There isn’t an arguable case the General Division made a legal error
[32] The Claimant argues the General Division erred in law and failed to address material questions.
[33] The General Division makes a legal error when it misinterprets a law, uses an incorrect legal test, or doesn’t follow a court decision it has to follow.
[34] The Claimant’s arguments don’t show an arguable case the General Division made a legal error. I appreciate the Claimant has unanswered questions about her claim. They are certainly important to her. But the General Division didn’t have to answer her questions. The General Division didn’t have the jurisdiction to decide the core administrative and procedural issues she wanted it to address.
[35] I reviewed the General Division decision and the law. The General Division applied the correct law to decide the settlement money was earnings and the Commission correctly allocated these earnings (paragraphs 8, 9, 10, 17, and 19). The General Division also correctly stated only the Commission has the power to write off an overpayment (paragraph 36).
[36] This shows me there isn’t an arguable case the General Division made a legal error.
About the Claimant’s unanswered questions
[37] The Commission relied on section 45 of the EI Act to reopen her claim more than a year after she had been paid benefits. The law says it had to do that. The Commission explained this when it documented its reasons for refusing to write off her overpayment.Footnote 25
[38] The Commission didn’t give the Claimant an “overpayment breakdown.” And it didn’t include it in the file it sent to the General Division. This breakdown usually shows
- a person’s weekly benefits rate
- benefits the Commission paid
- allocation of earnings to weeks in a claim
- overpayment calculation, week-by-week, and a total amount
[39] I can’t order the Commission to send the Claimant an overpayment breakdown. But I can strongly encourage it to do so. This seems to be common sense, good client service, and promotes transparent and accountable decision-making. And it might help the Claimant better understand how the Commission used the law to decide her claim.
[40] The Service Canada website answers the Claimant’s question about the number of weeks of benefits she is entitled to—in a general way.Footnote 26 She can use the unemployment rate tables for 2022 to find the rate that applies to her claim.Footnote 27 Then plug that rate into the “Number of weeks of EI regular benefits payable by regional rate of unemployment” chart on the Service Canada site. And find the number of weeks of benefits she was entitled to get in her claim using her insurable earnings from her record of employment.

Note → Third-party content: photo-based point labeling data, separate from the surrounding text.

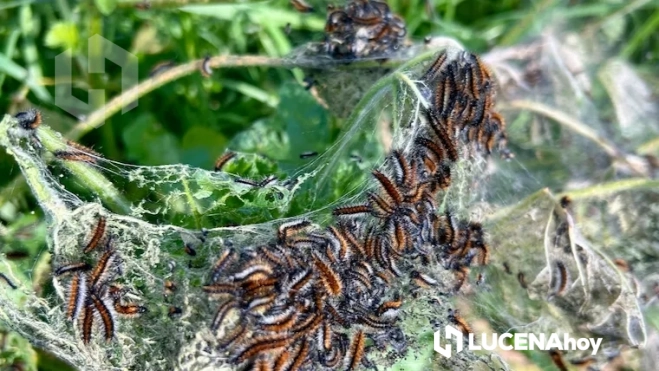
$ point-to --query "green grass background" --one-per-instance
(192, 120)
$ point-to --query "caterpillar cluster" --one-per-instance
(311, 298)
(91, 297)
(363, 28)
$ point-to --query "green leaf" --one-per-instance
(149, 143)
(106, 7)
(63, 35)
(201, 145)
(19, 73)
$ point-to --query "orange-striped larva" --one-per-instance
(302, 6)
(87, 323)
(352, 210)
(356, 352)
(129, 310)
(77, 296)
(30, 119)
(69, 268)
(101, 271)
(288, 229)
(300, 357)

[41] If the Claimant has a My Service Canada account, that can be an important source of information about her claims.
[42] Finally, if the Claimant wants to file a complaint about the services she received from the Commission, she can contact the Office for Client Satisfaction.Footnote 28
Conclusion
[43] The Claimant didn’t show an arguable case the General Division made a procedural fairness error or a legal error. And I didn’t find an arguable case of either type of error.
[44] I found the General Division made a jurisdictional error. But that error doesn’t give the Claimant’s appeal a reasonable chance of success.
[45] Because the Claimant’s appeal doesn’t have a reasonable chance of success, I can’t give her permission to appeal.